T5-like bacteriophages, which infected Gram-negative bacteria, had persistent single-stranded nicks in one strand of their genomes at the consensus sequence 5’-GCGC. They also encoded an unusual NAD+-dependent heterodimeric DNAligase comprising A- and B-subunits. This project aimed to discover, using structural and biochemical methods, how the two ligase subunits functioned together and separately, and whether the split architecture was related to the nicks in the genome.

Solution structural analysis by small angle X-ray scattering (SAXS) showed the co-expressed split DNA ligase had an extended and flexible architecture in the absence of DNA, similar to the E. coli LigA (EcoLigA). X-ray crystallographic analysis of the PR1 (T5-like) DNA ligase in complex with a nicked dsDNA at stage two of the ligation process (PR1-DNA), revealed the A- and B-subunits encircled the DNA in the same manner as the EcoLigA. It also revealed the structure and role of the C-terminal BRCT domain in an NAD+-dependent DNA ligase for the first time. Interactions between the DNA ligase and DNA were not sequence-specific, consistent with the lack of preference for ligation of random sequences over 5’-GCGC sequences by in vitro biochemical assays.
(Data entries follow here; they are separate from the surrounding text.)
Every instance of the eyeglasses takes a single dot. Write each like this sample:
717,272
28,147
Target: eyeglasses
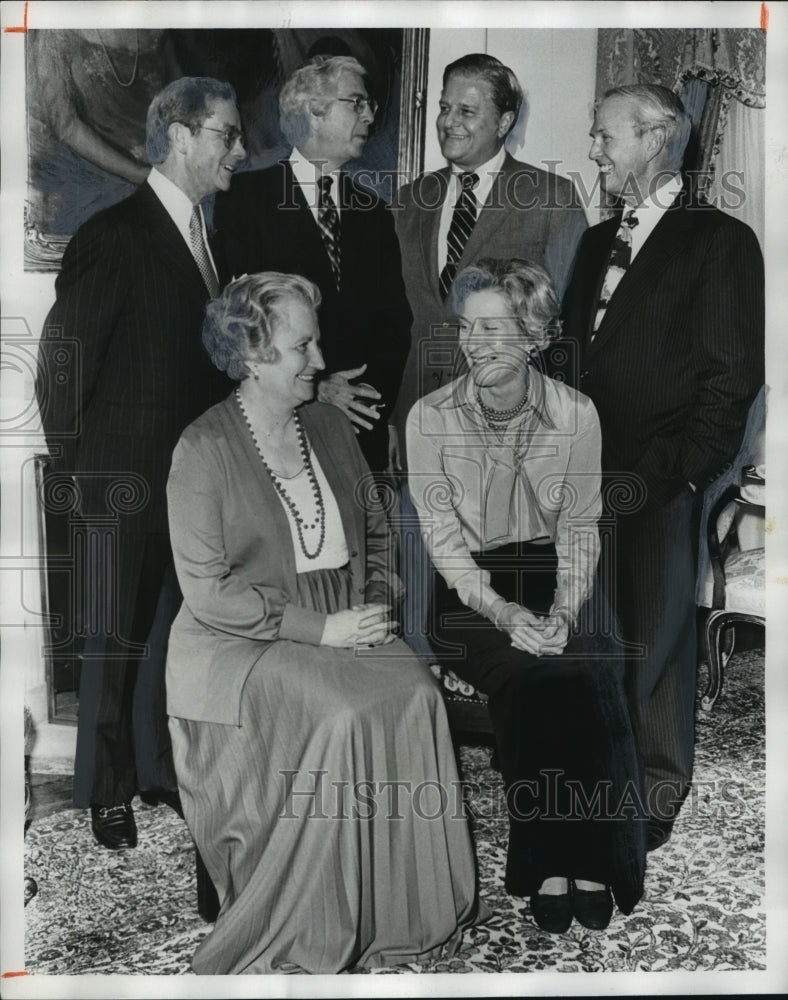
359,103
230,135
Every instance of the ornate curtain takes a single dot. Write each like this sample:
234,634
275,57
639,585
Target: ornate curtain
720,75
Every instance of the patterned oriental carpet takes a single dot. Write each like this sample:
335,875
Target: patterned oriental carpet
703,908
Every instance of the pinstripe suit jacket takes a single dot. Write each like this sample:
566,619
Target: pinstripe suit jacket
122,371
263,223
529,213
679,355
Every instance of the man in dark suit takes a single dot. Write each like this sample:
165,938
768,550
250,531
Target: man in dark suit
122,372
666,306
306,216
517,211
514,210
In the phage genome, three promoters controlled the expression of the A- and B-subunits (one for the A-subunit, two for the B-subunit). Thus, there may be unequal amounts or different expression times of the subunits. An excess of the B-subunit decreased the ligation of DNA substrates with both random and 5’-GCGC sequences, in in vitro assays. Electrophoresis mobility shift assays revealed the B-subunit can independently bind to DNA, with a preference for the nicked DNA and the 5’-GCGC sequence. Models of the B-subunit in complex with a 26-mer nicked dsDNA, adapted from RoseTTAFold2NA and validated by SEC-SAXS, showed all the three domains interact with DNA, in contrast to the interactions seen in the PR1-DNA crystal structures. Analysis of DNA binding affinities by Microscale Thermophoresis using B-subunit mutants revealed key residues that recognise the nicked DNA and the 5’-GCGC sequence. These results supported the T5B-DNA model and suggested the BRCT domain recognises the phage genome nicks.

A molecular mechanism was proposed for the DNA ligation, whereby the B-subunit first contacted DNA through its BRCT domain recognising the nicked DNA, followed by a conformational change allowing the catalytic A-subunit to bind and ligate the nick. Excess B-subunit preferentially bound and protected the 5’-GCGC nicks, contributing to their persistence in the bacteriophage genome.